Both G1 and G2 bands (and only those) contain Complex I proteins. More than 20 out of 46 total subunits of Complex I were identified in each of those bands by mass spectroscopy. The G1 band is a super complex containing other proteins along with Complex I, including cytochrome bc1 complex, cytochrome c oxidase, and ATP synthase F1 complex.

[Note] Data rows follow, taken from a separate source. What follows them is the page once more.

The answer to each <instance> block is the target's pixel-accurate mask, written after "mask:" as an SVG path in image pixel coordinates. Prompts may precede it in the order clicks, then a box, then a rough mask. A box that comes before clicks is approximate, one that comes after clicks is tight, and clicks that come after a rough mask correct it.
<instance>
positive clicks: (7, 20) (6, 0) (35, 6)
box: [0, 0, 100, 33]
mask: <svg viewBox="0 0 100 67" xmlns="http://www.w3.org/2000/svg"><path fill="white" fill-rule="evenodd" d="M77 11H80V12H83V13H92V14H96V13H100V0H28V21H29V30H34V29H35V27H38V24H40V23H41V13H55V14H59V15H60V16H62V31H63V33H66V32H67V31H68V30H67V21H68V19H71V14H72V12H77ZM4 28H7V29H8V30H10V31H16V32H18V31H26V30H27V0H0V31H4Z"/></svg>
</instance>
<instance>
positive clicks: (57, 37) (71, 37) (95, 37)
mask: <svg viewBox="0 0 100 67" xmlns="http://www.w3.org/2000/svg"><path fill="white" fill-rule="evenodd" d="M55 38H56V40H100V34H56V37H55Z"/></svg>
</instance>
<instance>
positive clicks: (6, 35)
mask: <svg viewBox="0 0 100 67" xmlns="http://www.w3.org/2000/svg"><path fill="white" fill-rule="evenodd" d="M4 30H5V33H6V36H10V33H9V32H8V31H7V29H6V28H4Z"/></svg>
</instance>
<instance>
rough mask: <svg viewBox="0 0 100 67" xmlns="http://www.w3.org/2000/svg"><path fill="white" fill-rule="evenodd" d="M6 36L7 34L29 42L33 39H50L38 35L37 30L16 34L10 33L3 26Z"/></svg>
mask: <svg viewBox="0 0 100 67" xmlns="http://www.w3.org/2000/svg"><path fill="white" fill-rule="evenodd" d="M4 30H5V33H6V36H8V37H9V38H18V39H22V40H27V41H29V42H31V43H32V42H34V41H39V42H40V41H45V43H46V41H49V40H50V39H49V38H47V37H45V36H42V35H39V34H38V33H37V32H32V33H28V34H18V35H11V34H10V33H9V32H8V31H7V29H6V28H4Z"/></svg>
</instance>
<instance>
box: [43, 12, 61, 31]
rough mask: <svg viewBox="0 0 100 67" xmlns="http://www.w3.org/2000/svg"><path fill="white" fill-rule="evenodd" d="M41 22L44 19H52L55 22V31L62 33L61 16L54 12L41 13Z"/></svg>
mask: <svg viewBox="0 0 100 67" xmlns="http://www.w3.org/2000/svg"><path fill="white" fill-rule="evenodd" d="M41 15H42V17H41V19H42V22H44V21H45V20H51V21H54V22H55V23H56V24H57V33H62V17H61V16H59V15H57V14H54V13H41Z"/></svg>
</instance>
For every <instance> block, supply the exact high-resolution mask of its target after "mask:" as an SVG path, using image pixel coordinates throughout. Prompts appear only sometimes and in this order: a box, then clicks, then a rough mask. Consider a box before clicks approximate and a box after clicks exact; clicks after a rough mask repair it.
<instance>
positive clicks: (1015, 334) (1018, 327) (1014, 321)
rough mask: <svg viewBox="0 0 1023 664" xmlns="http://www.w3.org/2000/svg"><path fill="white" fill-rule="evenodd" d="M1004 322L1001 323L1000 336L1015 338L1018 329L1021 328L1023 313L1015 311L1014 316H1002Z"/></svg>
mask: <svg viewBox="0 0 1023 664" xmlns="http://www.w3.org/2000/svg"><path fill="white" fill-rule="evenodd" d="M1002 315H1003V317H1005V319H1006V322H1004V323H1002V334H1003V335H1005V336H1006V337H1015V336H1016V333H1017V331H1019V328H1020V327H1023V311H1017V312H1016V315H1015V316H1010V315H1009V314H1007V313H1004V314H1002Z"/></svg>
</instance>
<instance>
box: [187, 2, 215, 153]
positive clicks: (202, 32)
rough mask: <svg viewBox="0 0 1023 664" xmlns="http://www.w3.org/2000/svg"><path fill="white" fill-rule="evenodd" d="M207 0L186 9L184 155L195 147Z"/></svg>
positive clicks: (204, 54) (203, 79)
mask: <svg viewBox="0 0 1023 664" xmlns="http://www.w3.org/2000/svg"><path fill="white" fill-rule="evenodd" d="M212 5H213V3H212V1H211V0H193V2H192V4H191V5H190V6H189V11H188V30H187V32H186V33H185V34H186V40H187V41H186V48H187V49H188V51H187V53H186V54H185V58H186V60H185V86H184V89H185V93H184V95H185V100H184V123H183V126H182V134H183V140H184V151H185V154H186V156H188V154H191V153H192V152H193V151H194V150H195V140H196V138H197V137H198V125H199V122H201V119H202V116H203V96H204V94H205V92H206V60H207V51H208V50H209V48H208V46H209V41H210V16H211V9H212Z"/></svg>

Band G2 is a cleaner version of Complex I, with a little contamination from complex V and no proteins from complexes II, III or IV. It is important to note that in the GN-PAGE bands G1 and G2, no other dehydrogenases were found, in contrast to CN-PAGE. Again, with this separation scheme the NADH fluorescence enhancement observed in G1 and G2 bands (see Fig. 3B, 3C, lanes 2 and 3) was correlated with specific Complex I activity NBT staining (Fig. 3D, lanes 2 and 3), and stayed unchanged in the presence of DPI in the incubation media. Direct detection of NADH oxidation in GN-PAGE gels was not observed, most likely due to the direct inhibition of Complex I NADH oxidation by the reduced Coomassie dye, as discussed above. NBT staining is much more sensitive than the relatively insensitive direct detection of NADH oxidation, and was successful in observing the Complex I oxidation of NADH.

Isolated Complex I enhances NADH fluorescence

Complex I, purified from porcine heart mitochondria, is a multi-subunit membrane-bound assembly. The Complex I preparation contains all of the subunits identified in other preparations of the enzyme, and has NADH:ferricyanide oxidoreductase activity. When loaded on CN-PAGE gels, purified Complex I did not enter the gel, probably due to a different microenvironment and associated proteins that contribute to the inherent surface charge of the proteins critical for CN-PAGE separation. However, in GN-PAGE, it migrated similarly to the G2 band from the total mitochondrial preparation, which was essentially identical to purified Complex I except for some complex V contamination. This purified form of Complex I in GN-PAGE gels enhanced NADH fluorescence under anoxic conditions (see Fig. 3, lane 1). These data are consistent with the notion that the Complex I binding of NADH enhances NADH fluorescence.

Isolated Complex I subunits denatured and separated in SDS-PAGE do not demonstrate NADH fluorescence enhancement

To determine whether any single subunit of purified Complex I can demonstrate the same NADH fluorescence enhancing behavior, we denatured Complex I and loaded it onto a conventional SDS-PAGE gel. After electrophoresis, these gels were treated with NADH and imaged using the same methodology as for the native gels. We did not see NADH fluorescence enhancement in any resolved subunit, most likely because the proteins lost their NADH binding capacity after strong SDS denaturing. Fig. 4 shows a Coomassie stained image and a UV image of the gel.